Quando o ''Plano Real'' completou seu primeiro ano, muitos economistas entre os quais me incluo, chamaram a atenção para os riscos de se manter o dólar artificialmente barato e, também, para a obsessiva preocupação em zerar de estalo a inflação desconsiderando questões básicas da vida de uma nação. Fomos chamados de tudo, fracassomaníacos, neobobos, impatriotas e por aí vai. Mas o tempo acabou mostrando quem é o que.
Com a manutenção do dólar artificialmente barato, gerou-se uma desagregação em cadeia nas nossas contas externas, pois ficou mais barato importar do que produzi-los aqui, viajar para o exterior do que pelo Brasil, etc. Os erros começaram com a queima de reservas cambiais para manter as cotações artificiais do dólar, depois com a elevação dos juros para atrair capitais especulativos e finalmente com as tomadas de empréstimos.
As consequências continuaram se desdobrando. Nos últimos três anos as contas externas têm apresentado rombos superiores a 50 bilhões de dólares, mais do que o valor de três usinas tipo Itaipu, a maior do mundo, a cada ano. Para equilibrar essas contas foram necessários investimentos estrangeiros (tanto produtivos como especulativos) e mais dinheiro emprestado, como os três empréstimos do FMI.
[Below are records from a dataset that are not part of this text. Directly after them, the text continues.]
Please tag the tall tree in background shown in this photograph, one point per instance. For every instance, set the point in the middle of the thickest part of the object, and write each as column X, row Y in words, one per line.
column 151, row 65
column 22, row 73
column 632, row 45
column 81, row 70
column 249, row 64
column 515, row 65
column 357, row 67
Como resultado o País cresceu a taxas mínimas, pois os produtos nacionais não conseguiam competir com os importados, que pela artificialidade do câmbio recebiam uma espécie de bonificação do governo. Assim, as nossas empresas, os nossos empregos, e mesmo famílias, foram sendo destruídos. Até carvão para churrasco foi importado.
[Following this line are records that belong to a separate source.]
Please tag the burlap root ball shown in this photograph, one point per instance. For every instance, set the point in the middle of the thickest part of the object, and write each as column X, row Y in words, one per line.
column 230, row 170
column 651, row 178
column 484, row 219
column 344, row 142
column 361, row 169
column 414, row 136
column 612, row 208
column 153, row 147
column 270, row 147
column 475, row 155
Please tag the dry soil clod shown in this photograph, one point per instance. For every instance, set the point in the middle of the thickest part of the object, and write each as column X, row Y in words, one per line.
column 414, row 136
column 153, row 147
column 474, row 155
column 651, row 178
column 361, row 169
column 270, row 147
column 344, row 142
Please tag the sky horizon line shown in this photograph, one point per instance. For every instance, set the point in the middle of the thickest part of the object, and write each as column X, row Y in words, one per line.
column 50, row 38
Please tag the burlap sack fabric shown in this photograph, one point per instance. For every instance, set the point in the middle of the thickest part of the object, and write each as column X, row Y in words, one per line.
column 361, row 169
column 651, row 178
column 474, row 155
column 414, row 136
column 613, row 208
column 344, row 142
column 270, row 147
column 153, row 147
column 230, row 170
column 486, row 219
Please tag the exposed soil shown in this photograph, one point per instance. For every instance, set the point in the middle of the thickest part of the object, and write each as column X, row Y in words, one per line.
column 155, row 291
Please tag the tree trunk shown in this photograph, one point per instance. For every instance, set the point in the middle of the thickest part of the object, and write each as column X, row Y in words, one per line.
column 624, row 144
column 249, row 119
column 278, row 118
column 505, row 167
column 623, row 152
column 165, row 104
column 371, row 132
Milhares de negócios quebraram, chegamos ao redor de 11 milhões de desempregados, a concentração de renda aumentou, a classe média empobreceu, os pobres viraram miseráveis. A elite urbana brasileira não percebeu, mas foi ela a maior perdedora. A burguesia nacional caiu na escala econômica de tal maneira que hoje vive de negócios menos importantes e continua caindo. Raros são os grandes industriais e comerciantes sobreviventes. Acabou-se o João, quem quiser falar com o dono procure o John.
O País endividado e com a saúde econômica debilitada, vê a soberania nacional se diluindo e se tornar uma presa fácil para os especuladores internos e internacionais, como acontece na vida selvagem, onde os predadores preferem atacar os indivíduos mais frágeis.
Tomando as cotações de 1990 e ajustando monetariamente, o dólar deveria estar hoje por volta de R$ 3,10. As cotações estão explodindo, em parte pela busca do seu ponto de equilíbrio e em parte pelo processo especulativo, mas os ''analistas de aluguel'' tratam de desinformar e aterrorizar a população, usando inclusive argumentos sórdidos como por exemplo as tendências eleitorais, crise na Conchichina, neve, seca...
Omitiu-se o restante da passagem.